Because apparently I'm from the movie The Sandlot. I'm almost thirty and it's 2014. I called this kid a twerp. That was my best response. He then, and who can really blame him, laughs in my face and says "hey guys! She called us twerps!" which was followed by maniacal eight-year-old laughter and subsequently my interaction with the final member of the bike gang. Third Kid was bigger. I don't even mean bigger like it matters. None of them were even five feet tall and they were all standing UPRIGHT on their bicycles. Still, he was somewhat more threatening. So he starts mock-repeating what I said, y'know, that time two seconds ago when I called them twerps. It was at this juncture that I pulled out all the stops for a real verbal lashing. I says to 'em, I says:
"what's WRONG with you? Where are your MOTHERS?"
Applause, Chels. Bravo. Truly a game-changer. Go to the drug store, purchase your compression socks and Metamucil with rolled dimes from your glass peanut butter jar and call it a night.
I rode away so discombobulated, head shaking, wondering about the rotten youth of today.

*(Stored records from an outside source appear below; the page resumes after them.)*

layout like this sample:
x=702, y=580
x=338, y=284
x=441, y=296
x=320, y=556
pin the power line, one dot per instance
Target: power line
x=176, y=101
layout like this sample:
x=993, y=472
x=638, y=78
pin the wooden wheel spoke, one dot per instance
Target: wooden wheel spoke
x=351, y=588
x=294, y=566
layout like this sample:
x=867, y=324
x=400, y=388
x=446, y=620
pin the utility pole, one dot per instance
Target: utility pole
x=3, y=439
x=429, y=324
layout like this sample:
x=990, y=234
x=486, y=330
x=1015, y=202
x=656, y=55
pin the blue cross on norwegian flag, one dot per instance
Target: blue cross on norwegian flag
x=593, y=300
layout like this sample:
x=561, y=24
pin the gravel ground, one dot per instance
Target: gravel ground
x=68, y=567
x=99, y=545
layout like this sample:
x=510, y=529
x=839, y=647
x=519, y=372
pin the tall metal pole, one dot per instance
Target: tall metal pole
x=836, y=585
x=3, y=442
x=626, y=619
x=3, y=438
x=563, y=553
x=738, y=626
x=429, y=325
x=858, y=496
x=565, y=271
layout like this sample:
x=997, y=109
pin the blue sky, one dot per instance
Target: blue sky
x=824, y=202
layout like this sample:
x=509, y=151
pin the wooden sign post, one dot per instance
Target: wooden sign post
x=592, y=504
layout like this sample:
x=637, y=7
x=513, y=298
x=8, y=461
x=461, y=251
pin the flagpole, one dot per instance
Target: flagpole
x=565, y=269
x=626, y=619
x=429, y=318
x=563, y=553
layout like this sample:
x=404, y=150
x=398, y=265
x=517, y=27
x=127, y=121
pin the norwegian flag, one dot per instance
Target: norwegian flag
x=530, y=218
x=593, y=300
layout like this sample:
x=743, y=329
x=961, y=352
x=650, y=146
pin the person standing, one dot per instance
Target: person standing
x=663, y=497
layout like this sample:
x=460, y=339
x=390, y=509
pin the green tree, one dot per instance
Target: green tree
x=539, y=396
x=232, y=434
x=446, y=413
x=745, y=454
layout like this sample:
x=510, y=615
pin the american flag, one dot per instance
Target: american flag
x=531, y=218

Mostly wondering why I lost in a confrontation with three people who aren't my own age even if you added all of their ages together. Why didn't I just start screaming obscenities back? Why didn't I set fire to their bicycles and twirl my fake mustache like an old timey villain?
Why didn't I go INTO the library to renew Saved by the Bell instead of giving up on fun and returning stuff at the back door? Sometimes you make choices, guys.
Sometimes those choices have consequences.